Benchmark indices felt the heat of the escalating Iran-Israel clash on Thursday, with foreign portfolio investors (FPIs) pulling out almost $2 billion in a single trading session. The worry that China may take fund flows away from India and the markets regulator’s tighter norms for index derivatives trading further dampened the mood.
The Sensex crashed 1,769 points or 2.1% to 82,497.10 on Thursday, and the broader Nifty slid 547 points or 2.1% to 25,250.10. Both the benchmarks closed at their lowest levels in three weeks. This was the fourth consecutive session of losses for the benchmark indices.
The decline in the broader markets was largely in line with the benchmarks despite their richer valuation. The BSE Midcap index fell 2.2%, while the BSE Smallcap index ended 1.8% lower.
According to provisional data, FPIs sold shares of Rs 15,200 crore, while domestic institutional investors (DIIs) bought Rs 12,900-crore shares. The sharp fall in the market despite aggressive buying by the DIIs indicated likely panic selling by retail investors.
The broad-based selling, which led to all sector indices closing in the red, wiped out Rs 9.8 lakh crore of investor wealth. This marked the worst day for Indian equities in nearly two months. Not surprisingly, the market’s fear gauge India VIX, which indicates the expected volatility in the next 30 days, jumped 10%.
“Most of the wars are seemingly regionalised, but all of this can move quickly to a global conflict. There are two sides to it all. If it de-escalates, we should be okay. But if it escalates, you should be ready for some more volatility,” said Kenneth Andrade, founder and chief investment officer at Oldbridge Capital Management.
Investors are worried over the widening of conflict in West Asia after almost a year of war between the Hamas and Israel. The deepening conflict raised concerns over a widespread regional crisis and its impact on crude oil prices. The Brent crude oil has risen over 4% this week to $75.6 per barrel.
A Balasubramanian, MD & CEO of Aditya Birla Sun Life AMC, said: “A combination of global and domestic factors had an impact on the markets today. On the global front, geopolitical tensions between Israel and Iran had a major role to play. This also led to a rise in crude oil prices which added pressure on India. The other factor is the surprise up move in other emerging markets like China. This along with the recent announcement to curb speculation in the derivatives market led to market volatility.”

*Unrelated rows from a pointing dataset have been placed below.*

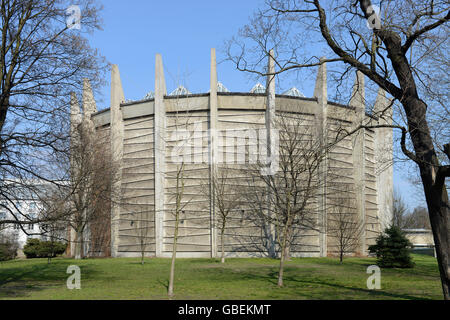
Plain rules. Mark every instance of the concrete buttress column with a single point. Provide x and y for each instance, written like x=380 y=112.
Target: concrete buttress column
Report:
x=321 y=93
x=159 y=149
x=384 y=160
x=270 y=125
x=213 y=138
x=358 y=102
x=89 y=108
x=117 y=133
x=75 y=122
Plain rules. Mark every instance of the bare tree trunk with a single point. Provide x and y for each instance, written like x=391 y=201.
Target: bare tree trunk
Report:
x=222 y=233
x=174 y=254
x=437 y=201
x=282 y=259
x=79 y=245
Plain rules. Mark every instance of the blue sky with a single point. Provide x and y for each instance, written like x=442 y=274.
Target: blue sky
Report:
x=184 y=33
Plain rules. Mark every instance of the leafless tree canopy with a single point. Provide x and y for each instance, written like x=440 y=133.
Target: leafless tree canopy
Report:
x=403 y=50
x=287 y=198
x=42 y=60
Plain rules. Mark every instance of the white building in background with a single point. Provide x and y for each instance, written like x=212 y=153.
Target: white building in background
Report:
x=22 y=201
x=25 y=210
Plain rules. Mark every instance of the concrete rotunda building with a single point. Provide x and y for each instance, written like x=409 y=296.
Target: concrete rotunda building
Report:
x=140 y=135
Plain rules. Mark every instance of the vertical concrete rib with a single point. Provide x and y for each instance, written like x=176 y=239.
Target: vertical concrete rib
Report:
x=358 y=102
x=117 y=132
x=384 y=160
x=321 y=93
x=213 y=115
x=159 y=149
x=75 y=122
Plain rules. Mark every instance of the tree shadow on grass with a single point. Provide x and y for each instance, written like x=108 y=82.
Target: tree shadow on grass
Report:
x=22 y=280
x=272 y=277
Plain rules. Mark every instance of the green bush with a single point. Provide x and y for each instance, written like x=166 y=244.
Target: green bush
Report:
x=392 y=249
x=36 y=248
x=8 y=247
x=8 y=251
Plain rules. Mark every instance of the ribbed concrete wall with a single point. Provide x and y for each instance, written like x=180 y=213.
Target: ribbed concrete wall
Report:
x=146 y=144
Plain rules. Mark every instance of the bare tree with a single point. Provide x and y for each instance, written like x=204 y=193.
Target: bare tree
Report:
x=86 y=197
x=399 y=211
x=344 y=226
x=227 y=199
x=403 y=50
x=179 y=206
x=43 y=57
x=141 y=227
x=287 y=195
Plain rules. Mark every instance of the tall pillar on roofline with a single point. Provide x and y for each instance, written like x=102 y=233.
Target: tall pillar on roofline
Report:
x=384 y=160
x=358 y=102
x=213 y=138
x=160 y=149
x=321 y=93
x=117 y=133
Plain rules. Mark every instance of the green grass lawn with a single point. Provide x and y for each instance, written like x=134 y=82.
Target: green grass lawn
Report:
x=204 y=279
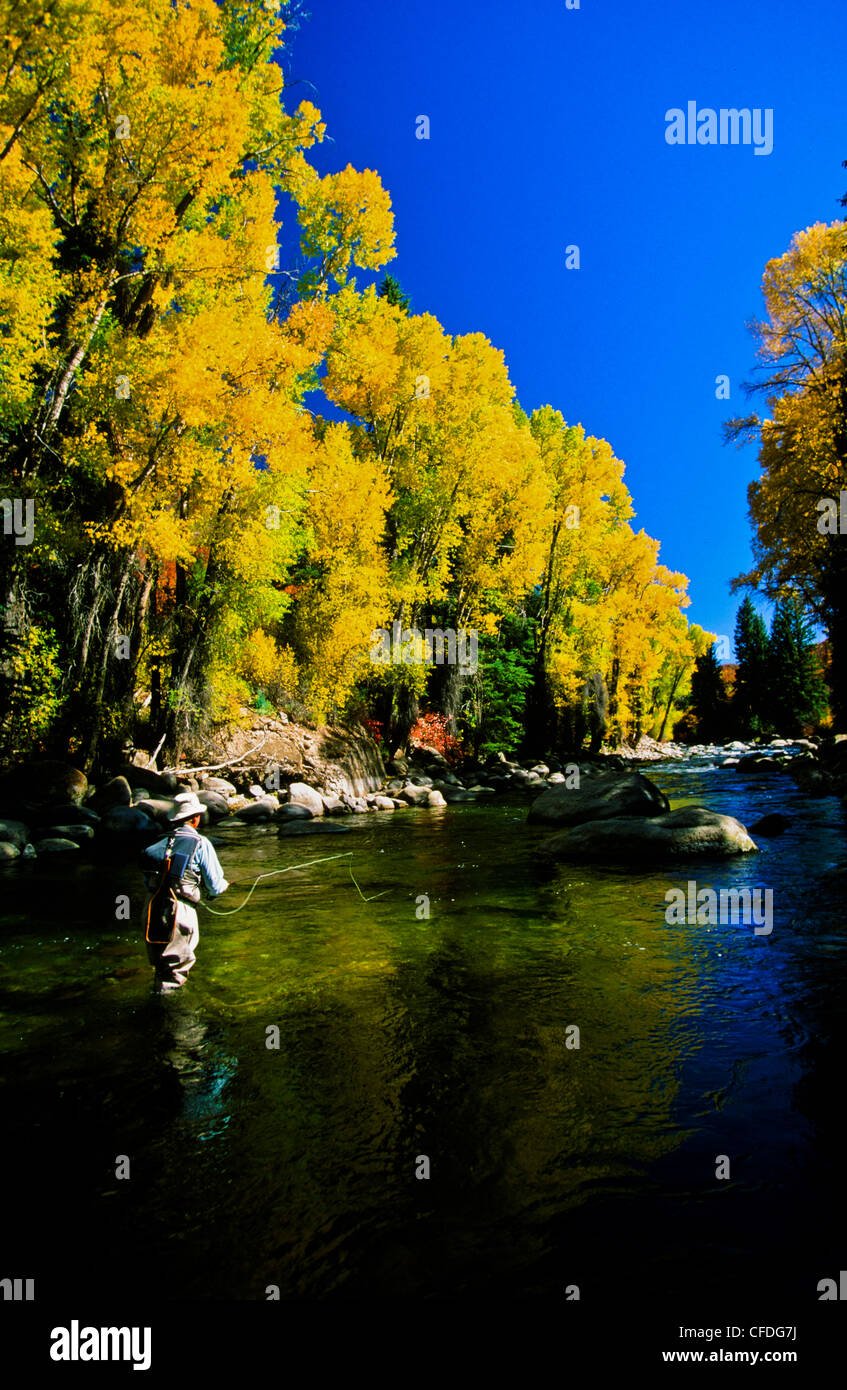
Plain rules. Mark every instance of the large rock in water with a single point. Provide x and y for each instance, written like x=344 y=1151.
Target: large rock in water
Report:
x=14 y=833
x=605 y=797
x=691 y=830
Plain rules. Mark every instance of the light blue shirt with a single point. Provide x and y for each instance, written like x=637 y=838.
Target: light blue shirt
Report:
x=203 y=859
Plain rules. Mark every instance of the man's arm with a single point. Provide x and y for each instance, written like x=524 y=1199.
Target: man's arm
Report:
x=210 y=869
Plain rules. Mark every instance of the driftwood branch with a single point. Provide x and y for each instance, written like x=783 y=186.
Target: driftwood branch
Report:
x=214 y=767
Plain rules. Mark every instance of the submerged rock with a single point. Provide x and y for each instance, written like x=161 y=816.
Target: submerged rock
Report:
x=79 y=834
x=771 y=824
x=604 y=798
x=302 y=795
x=691 y=830
x=14 y=833
x=54 y=845
x=292 y=811
x=312 y=827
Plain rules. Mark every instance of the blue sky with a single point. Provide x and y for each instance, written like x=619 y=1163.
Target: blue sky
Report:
x=548 y=129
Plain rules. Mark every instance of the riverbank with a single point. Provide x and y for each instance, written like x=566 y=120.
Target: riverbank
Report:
x=306 y=780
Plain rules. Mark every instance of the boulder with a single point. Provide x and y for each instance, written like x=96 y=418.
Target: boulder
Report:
x=114 y=792
x=14 y=833
x=67 y=815
x=36 y=784
x=604 y=798
x=678 y=834
x=292 y=811
x=162 y=784
x=216 y=805
x=220 y=786
x=128 y=820
x=160 y=811
x=255 y=812
x=757 y=763
x=313 y=827
x=79 y=834
x=301 y=794
x=771 y=824
x=54 y=845
x=415 y=795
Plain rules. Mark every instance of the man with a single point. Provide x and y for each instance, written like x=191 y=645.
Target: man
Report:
x=171 y=929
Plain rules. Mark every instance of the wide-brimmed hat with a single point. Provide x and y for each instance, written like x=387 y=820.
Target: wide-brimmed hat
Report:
x=185 y=806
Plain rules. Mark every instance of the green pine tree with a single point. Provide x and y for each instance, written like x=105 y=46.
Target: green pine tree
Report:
x=750 y=699
x=797 y=690
x=710 y=702
x=391 y=291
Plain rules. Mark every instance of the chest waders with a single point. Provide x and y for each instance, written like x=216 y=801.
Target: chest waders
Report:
x=177 y=881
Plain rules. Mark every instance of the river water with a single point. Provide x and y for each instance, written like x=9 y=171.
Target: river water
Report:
x=402 y=1036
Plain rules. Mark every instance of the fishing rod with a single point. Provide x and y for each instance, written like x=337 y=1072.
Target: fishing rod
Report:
x=228 y=912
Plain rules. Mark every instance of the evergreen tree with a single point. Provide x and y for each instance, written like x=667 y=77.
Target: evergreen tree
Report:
x=710 y=702
x=797 y=690
x=391 y=291
x=750 y=699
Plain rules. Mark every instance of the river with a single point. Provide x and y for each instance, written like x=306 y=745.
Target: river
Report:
x=448 y=1037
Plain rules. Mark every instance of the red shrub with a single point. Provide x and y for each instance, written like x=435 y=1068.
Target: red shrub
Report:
x=431 y=730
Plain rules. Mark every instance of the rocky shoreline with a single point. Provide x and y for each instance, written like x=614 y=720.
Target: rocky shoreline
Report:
x=306 y=780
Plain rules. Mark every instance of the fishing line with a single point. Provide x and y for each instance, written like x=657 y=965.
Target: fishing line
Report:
x=228 y=912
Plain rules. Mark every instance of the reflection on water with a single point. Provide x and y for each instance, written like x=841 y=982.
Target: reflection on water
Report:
x=449 y=1037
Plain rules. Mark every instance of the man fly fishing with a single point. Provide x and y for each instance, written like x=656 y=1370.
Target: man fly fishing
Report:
x=174 y=869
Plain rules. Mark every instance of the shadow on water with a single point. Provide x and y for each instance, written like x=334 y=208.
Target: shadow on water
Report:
x=448 y=1037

However, he believes that the correction is a buying opportunity from a long-term view, given India’s growth story.
Andrade, too, was positive on domestic growth and corporate performance. “From a standpoint of corporate financial health, we currently have the best of all worlds. So, I don’t think it should be a sell-off to that extent. If we just step back to the year 2020, when the corporate India was closed for almost four months during the pandemic, corporates tightened their belt and more than survived. So, the stress test has already taken place,” he said.
Sensex is up 14% so far in FY25 even after accounting for Thursday’s decline, while the BSE Smallcap and the BSE Midcap indices have surged around 31% each.